The team has highlighted that Secret Blizzard is using cyberattacks from Russian threat actors as a gateway to install the Amadey bot malware and backdoors on Ukrainian devices for espionage purposes.
Secret Blizzard is expected to purchase or steal access points to Ukrainian devices from other Russian-sponsored state-sponsored threat actors to diversify its ability to monitor devices and launch attacks.
Espionage and monitoring
The initial entry point for Secret Blizzard is usually conducted via spearphishing attacks before moving laterally through interesting networks via server-side and edge device compromise.
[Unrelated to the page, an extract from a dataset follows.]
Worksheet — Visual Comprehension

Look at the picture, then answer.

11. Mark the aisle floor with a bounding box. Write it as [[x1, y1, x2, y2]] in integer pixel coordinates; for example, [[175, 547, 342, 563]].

A device is accessed once. Secret Blizzard has been observed deploying a Powershell dropper via the Amadey malware-as-a-service (MaaS), which allows Secret Blizzard to see device configurations and collect information via a command and control (C2) server.
The Amadey would then collect and pass on information about the type of antivirus software installed on the device, before installing two plugins on the target device that, according to Microsoft Threat Intelligence theory, are used to collect clipboard data and browser data.
Secret Blizzard would also find and target devices that use a Starlink IP address as a favorite target, before deploying a custom algorithm that allows the threat actor to steal data from the targeted device, including its directory structure, system information, active sessions and IPv4 route table, SMB shares, enabled security groups and time settings.
Microsoft Threat Intelligence also observed a cmd prompt being used to gather information from Windows Defender about whether previous versions of the Amadey malware had been spotted on the system to gauge whether the target device was of interest.
Secret Blizzard is actively adapting its attack techniques to specifically target Ukrainian military assets, with Microsoft estimating that strongholds are likely to be exploited to “escalate to ministry-level strategic access.”
Microsoft recommends that those who want to mitigate this specific attack vector introduce attack vector mitigation rules on Microsoft Defender real-time protection. A complete list of mitigation strategies can be found on the Microsoft Threat Intelligence blog.